Do not stay just because she is begging you to. It is far kinder to make sure she knows where she really stands, right now.

I just replied to a thread from a wife who is in the process of begging her husband to stay with her, and told her she needs to let him go. Hopefully your wife has someone in her life who can tell her the same thing.


----------



## Pravius

You have to be honest with her, she and you will be better in the long run. Constantly reassure her that the pain will eventually go away and that there is a man out there for her who will treat her well.

Change the perspective and ask her how she would feel if she didn't love you but stayed out of fear of hurting the other person.


----------



## stopandmakecoffee

Muis said:


> Don't want to get into a long spiel about why my marriage isn't working only to say that we got married under difficult circumstances (not really my choice at the time) and my heart has never really been 100% open to my wife. I don't really feel it's fair on either of us for me to continue in this relationship any more if my heart really isn't in it.


and why did you marry her anyway?
you were to know that marriage wasn't all about flowers and stuff, and you haven't been honest 100% with her yet you expect your marriage to work? pft.
your wife sensed your 'not 100% honest' and she waved the yellow card, and there, just like that, you shrugged it off, saying,'Oh well, you make the call'.
that IMO, equals to irresponsible, immature.



Muis said:


> So I told her I wanted to end it and she kept begging me to stay, refusing to accept that we should both move on.


move on or running away? have you two tried to sit and talk, open your hearts and work the problem out? If you haven't then you simply just want to run away.




Muis said:


> What should I do? I don't want to keep stringing her along pretending that everything is fine when it isn't. I don't want to end up at this point again (where I have to break her heart all over again) after trying again and finding that it's not working.


everything is not fine, hence, be an adult, man up and face the problem, fix it, manage it. 
or do you have an affair, something that makes you feel nothing toward your wife? this doesn't sound right to me, need more data.



Muis said:


> She suggested that we have a separation after which she expects me to come back to her. Again, I don't think this is really fair on her as I don't want to be giving her false hope if after this "separation", I decide to be gone for good.


she still loves you, because she still expects things to work out with you and your 'secrecy'.she wants to give you some space. i think she actually acts like an adult.


----------



## Treading

Are you happy with who you are as a person?
Not as a husband, but as who YOU are?

Life is not always fantastic.
We are given things that we may not always like, but have to deal with.
It is what we do with those things that make us who we are.
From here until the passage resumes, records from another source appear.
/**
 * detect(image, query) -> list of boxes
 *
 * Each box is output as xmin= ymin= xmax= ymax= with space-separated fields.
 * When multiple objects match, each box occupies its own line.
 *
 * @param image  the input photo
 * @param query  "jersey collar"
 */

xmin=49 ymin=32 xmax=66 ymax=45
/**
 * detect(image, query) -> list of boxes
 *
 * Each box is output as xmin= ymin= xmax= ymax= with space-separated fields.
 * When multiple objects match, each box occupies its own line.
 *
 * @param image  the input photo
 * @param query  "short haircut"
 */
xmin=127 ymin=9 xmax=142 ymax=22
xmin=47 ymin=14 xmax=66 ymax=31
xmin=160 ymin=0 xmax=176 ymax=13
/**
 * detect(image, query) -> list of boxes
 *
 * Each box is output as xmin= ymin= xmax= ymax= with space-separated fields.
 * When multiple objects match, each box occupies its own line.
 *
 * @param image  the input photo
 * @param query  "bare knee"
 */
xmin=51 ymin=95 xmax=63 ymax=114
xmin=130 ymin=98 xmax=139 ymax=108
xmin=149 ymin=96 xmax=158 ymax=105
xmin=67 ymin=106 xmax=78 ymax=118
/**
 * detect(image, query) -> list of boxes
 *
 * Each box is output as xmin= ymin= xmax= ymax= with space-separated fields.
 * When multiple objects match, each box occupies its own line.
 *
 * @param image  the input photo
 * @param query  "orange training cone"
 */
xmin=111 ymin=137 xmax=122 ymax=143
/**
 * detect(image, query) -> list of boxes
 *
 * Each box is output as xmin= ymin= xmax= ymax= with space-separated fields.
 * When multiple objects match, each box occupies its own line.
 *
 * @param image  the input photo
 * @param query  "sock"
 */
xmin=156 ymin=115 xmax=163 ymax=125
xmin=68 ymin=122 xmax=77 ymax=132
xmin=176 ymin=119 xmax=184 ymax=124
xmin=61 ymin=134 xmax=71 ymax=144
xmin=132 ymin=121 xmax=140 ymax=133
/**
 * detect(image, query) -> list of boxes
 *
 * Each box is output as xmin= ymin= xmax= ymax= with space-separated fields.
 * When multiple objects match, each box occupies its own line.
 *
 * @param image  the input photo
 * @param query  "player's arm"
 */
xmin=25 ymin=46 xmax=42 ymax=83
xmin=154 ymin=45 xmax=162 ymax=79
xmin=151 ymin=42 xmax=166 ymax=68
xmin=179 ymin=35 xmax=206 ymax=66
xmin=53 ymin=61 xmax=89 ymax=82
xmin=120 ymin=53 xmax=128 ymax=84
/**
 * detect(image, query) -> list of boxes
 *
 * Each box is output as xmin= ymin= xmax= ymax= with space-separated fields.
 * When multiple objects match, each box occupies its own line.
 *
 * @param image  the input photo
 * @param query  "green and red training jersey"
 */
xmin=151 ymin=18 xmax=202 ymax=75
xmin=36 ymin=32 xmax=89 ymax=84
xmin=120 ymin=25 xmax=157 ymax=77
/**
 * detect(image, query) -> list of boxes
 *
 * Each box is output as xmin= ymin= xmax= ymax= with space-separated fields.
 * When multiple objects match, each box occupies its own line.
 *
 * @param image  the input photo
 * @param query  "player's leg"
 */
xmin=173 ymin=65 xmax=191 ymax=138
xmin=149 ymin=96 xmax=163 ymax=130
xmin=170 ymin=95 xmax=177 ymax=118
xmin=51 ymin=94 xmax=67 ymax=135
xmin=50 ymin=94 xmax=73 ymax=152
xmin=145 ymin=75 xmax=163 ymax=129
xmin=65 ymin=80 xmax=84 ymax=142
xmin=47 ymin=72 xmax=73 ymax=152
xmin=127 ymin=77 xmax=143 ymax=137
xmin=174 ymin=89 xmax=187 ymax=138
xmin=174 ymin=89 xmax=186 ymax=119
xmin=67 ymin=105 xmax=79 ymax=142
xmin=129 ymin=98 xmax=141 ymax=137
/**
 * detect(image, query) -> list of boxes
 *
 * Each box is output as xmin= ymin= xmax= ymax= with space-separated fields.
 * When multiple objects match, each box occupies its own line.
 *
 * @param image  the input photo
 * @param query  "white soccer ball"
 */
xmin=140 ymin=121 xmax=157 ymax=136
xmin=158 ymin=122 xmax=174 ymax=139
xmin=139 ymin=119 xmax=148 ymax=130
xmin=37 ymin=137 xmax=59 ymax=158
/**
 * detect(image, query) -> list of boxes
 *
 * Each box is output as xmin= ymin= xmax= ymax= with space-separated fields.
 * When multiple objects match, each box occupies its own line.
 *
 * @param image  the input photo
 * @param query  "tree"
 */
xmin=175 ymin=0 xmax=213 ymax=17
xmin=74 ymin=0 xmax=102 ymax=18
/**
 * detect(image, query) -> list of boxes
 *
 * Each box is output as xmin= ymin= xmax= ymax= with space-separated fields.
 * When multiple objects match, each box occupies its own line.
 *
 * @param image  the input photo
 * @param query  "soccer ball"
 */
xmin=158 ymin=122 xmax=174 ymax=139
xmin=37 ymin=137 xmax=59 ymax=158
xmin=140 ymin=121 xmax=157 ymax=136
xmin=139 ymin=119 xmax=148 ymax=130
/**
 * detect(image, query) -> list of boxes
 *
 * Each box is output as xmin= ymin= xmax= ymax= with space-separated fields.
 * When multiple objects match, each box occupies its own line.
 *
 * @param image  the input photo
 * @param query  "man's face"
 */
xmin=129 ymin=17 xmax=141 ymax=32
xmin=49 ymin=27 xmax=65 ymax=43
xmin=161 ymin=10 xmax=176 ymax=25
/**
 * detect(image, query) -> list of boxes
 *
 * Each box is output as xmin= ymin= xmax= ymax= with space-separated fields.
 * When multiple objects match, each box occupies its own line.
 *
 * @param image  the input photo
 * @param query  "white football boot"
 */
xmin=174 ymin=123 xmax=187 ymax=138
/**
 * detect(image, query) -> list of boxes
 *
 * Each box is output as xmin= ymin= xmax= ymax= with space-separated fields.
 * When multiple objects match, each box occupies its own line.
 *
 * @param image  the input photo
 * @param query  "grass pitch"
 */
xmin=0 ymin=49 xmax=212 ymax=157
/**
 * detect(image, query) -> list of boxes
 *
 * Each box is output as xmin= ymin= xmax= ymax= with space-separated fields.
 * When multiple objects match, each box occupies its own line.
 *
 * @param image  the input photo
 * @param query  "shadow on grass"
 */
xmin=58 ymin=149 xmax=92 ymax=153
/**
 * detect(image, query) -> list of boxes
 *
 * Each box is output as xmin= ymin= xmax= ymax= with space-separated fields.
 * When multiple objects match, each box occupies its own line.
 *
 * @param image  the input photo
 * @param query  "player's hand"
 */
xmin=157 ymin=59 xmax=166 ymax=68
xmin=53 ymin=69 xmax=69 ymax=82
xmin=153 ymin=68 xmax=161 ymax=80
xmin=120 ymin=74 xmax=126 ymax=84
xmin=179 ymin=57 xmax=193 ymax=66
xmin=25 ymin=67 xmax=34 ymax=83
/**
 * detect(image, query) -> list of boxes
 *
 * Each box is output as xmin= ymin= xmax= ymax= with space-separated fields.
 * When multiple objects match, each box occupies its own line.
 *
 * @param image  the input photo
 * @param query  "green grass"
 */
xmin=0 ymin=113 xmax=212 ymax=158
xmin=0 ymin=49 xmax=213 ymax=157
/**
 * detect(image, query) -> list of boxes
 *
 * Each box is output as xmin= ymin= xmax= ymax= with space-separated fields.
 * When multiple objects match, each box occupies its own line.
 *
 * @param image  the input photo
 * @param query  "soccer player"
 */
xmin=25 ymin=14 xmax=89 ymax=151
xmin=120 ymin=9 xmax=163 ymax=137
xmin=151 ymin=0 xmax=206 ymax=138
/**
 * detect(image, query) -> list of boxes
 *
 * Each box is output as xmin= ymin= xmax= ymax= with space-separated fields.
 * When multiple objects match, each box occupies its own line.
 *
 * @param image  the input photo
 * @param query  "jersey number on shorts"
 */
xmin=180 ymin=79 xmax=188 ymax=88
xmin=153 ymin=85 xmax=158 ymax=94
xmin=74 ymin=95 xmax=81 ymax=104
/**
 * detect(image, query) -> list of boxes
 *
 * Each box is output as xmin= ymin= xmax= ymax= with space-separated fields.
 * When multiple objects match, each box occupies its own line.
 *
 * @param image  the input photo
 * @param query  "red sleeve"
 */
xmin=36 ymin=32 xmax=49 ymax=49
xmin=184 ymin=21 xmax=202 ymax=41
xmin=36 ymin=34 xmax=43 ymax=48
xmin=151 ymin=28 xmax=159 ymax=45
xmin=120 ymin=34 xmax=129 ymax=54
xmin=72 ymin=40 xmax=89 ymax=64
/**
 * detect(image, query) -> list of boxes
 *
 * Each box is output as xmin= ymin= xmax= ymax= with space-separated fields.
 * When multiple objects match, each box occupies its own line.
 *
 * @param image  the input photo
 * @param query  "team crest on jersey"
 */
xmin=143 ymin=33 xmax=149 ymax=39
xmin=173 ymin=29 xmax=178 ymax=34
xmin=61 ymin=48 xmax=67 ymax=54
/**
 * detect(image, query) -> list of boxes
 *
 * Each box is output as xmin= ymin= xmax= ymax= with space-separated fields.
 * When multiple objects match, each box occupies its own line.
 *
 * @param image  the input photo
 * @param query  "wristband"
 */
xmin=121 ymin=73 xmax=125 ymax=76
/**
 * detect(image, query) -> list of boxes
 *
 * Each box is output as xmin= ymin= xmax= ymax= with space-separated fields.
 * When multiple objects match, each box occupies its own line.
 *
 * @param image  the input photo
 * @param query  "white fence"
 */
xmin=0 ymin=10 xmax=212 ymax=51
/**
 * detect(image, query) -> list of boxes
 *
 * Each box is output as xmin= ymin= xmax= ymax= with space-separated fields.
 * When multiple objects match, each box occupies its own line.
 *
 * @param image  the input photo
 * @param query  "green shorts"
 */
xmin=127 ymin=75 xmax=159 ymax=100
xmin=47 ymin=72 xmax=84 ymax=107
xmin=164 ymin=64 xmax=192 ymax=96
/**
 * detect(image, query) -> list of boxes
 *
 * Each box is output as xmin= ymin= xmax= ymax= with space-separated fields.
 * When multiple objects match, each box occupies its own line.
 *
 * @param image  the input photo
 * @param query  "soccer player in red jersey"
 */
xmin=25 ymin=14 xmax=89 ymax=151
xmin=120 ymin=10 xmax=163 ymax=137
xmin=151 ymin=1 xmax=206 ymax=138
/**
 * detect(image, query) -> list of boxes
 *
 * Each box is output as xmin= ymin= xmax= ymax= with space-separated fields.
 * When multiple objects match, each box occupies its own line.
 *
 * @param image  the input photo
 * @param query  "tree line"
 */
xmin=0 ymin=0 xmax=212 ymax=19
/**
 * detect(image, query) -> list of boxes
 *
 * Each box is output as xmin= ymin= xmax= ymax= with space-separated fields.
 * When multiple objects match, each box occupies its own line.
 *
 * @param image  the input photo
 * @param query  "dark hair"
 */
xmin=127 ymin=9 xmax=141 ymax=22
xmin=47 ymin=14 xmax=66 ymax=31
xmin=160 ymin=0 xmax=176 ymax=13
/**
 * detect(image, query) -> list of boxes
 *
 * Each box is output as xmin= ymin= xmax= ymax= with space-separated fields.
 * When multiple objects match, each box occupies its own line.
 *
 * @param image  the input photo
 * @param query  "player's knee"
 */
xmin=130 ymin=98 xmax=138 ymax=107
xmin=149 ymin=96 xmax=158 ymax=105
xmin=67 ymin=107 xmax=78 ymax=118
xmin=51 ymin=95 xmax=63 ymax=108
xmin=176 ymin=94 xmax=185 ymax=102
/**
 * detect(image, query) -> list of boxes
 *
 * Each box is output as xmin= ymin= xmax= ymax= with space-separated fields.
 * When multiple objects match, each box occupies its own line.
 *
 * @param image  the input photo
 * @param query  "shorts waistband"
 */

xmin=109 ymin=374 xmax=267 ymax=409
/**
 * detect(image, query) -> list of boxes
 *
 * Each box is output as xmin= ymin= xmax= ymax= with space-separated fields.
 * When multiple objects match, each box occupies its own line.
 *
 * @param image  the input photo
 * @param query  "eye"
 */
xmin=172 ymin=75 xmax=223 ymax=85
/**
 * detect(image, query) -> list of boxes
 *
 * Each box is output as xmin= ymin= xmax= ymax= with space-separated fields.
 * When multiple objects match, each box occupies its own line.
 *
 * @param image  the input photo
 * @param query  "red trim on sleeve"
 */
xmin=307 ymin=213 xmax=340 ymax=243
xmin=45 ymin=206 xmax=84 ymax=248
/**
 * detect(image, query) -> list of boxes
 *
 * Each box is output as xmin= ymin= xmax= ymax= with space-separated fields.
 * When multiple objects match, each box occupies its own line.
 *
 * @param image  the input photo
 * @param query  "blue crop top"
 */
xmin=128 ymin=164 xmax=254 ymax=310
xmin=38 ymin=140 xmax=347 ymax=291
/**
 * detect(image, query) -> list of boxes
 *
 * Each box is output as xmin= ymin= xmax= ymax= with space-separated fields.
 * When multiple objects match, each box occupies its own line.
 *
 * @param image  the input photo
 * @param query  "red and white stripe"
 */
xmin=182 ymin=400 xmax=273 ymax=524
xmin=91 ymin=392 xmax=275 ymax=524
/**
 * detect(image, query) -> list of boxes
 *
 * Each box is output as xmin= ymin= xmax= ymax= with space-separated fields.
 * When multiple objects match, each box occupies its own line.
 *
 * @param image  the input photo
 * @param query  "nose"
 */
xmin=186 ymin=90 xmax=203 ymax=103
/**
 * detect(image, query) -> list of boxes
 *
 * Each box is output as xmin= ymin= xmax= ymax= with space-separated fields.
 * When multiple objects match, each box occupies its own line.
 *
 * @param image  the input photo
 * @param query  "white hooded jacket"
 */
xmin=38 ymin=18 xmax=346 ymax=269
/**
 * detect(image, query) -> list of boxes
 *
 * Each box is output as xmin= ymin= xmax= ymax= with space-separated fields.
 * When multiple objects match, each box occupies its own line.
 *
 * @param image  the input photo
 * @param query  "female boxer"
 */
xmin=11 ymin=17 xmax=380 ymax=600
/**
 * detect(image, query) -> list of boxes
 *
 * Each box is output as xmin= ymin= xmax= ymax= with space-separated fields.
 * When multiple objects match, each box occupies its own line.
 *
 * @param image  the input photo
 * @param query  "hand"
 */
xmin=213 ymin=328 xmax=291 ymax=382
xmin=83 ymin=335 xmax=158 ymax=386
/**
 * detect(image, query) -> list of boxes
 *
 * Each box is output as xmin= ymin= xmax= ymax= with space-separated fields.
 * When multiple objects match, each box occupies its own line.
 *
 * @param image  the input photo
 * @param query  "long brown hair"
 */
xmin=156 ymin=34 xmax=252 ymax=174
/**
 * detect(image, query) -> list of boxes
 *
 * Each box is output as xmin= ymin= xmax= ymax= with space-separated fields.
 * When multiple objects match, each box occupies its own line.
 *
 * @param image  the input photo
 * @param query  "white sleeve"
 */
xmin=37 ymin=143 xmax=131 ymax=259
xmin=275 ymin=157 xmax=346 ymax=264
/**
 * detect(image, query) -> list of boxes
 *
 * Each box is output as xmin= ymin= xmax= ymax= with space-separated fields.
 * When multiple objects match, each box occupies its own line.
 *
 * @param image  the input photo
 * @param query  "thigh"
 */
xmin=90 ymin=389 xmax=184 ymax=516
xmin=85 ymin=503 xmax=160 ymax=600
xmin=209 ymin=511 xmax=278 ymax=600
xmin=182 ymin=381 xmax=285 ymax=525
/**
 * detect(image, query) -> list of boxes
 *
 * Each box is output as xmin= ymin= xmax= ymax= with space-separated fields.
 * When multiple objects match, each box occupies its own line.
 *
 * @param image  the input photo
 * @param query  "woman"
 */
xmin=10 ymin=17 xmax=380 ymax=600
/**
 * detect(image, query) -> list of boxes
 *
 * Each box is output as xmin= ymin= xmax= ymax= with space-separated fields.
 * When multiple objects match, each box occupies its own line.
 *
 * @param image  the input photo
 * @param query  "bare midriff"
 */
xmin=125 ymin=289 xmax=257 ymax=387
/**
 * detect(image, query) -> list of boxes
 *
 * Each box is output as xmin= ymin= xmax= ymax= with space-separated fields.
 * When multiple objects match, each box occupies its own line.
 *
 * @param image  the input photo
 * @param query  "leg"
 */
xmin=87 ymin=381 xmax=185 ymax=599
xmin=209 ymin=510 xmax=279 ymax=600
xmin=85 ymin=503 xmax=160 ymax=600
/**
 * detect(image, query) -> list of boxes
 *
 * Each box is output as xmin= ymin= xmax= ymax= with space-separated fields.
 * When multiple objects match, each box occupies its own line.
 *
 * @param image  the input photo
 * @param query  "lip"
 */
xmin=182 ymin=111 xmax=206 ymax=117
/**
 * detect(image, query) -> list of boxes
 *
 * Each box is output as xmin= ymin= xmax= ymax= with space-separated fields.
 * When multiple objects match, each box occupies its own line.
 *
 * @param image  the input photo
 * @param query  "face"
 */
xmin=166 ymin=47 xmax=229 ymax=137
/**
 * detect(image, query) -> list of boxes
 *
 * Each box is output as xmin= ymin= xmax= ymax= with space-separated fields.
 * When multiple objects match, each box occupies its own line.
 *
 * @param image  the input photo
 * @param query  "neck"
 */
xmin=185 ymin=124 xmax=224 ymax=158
If you are happy and secure with who you are as a person, and are simply not happy in your marriage, then move on.
If there is something lacking within yourself, then give it time, talk to your wife and work on yourself so you can deal with what it is inside of you that is making you unhappy.

You did not give too many details on why you want to go, but if the problem is an emptiness inside of you, it will not matter if you are with your wife or with someone else, you will not ever be happy.
No person can fill that void.


----------



## behappy123

How was it not your choice to get married? The circumstances may have been difficult but it takes TWO people to get married and you contributed to it as much as she did. If you didn't want to marry her in the first place, you shouldn't have. 

Your wife is begging you because A. she probably doesn't understand where this is coming from. B. Still loves you and wants to make it works or C. Has self esteem issues. 

Have you tried to make it work with her? I can't tell you what to do in your marriage but I would hope that you would at least try to make it work if you haven’t done so already. Is there something in the marriage that is making you unhappy?

If you are dead set on leaving, you need to pull the band aid off as fast as possible so your wife can start moving on without you.


----------



## willibeok

Have you guys ever sit down and talk? Why do not more open to her?

Marriage is all about two people working hard to solute the problem and make compromise. Don't give up any marriage easily.


----------